To ensure reproducibility, here are the system and software details used for this benchmark:
- Hardware: AMD Ryzen Threadripper 7970X 32-Cores, 125Gi
- Operating System: Ubuntu 24.04.4 LTS
- Abaqus Version: Abaqus 2024
- MOOSE Version: 8e1829691aa5b117e1ef499e6304c11aa74881fa
- Parallelization MOOSE: cpus=8
- Parallelization Abaqus: mpiexec -n 8
- Physics: Solid Mechanics
- Material: Linear elastic
- Contact Formulation: Surface-to-Surface Penalty Method (Penalty parameter = 1e5)
- Time Integration: dt = 0.5 (implicit)
- Elements compared: * C3D8 (Linear Hexahedral) * C3D20 (Quadratic Hexahedral, fully integrated) * C3D20R (Quadratic Hexahedral, reduced integration)
- Abaqus: * Procedure: Implicit Dynamic (Quasi-static application) * Equation Solver: Default Direct Sparse Solver * Nonlinear Controls: Full Newton solution technique
- MOOSE: * Executioner: Transient * Nonlinear Solver: Full Newton * Linear Solver: Direct LU decomposition * Solver Package: MUMPS
A detailed presentation of the results can be found in the attached presentation_github.pdf.
Brief summary of the issue:
- Both solvers yield the same physical results and stresses.
- Both MOOSE and Abaqus require a similar number of time steps and nonlinear iterations to converge, which indicates an excellent agreement in the fundamental solver mechanics.
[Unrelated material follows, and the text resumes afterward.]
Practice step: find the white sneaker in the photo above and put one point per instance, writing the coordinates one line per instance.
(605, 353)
- However, the total computational time in MOOSE is significantly higher. According to the performance logs, this overhead is primarily caused by the assembly of the Jacobian matrix, which takes an exceptionally long time.
Since the number of nonlinear iterations is nearly identical, the bottleneck seems to be strictly related to the Jacobian assembly for higher-order elements with penalty contact. Are there any recommended MOOSE-specific performance optimizations, specific AD-flags (Automatic Differentiation), or alternative preconditioner settings to speed up the Jacobian evaluation for this specific setup?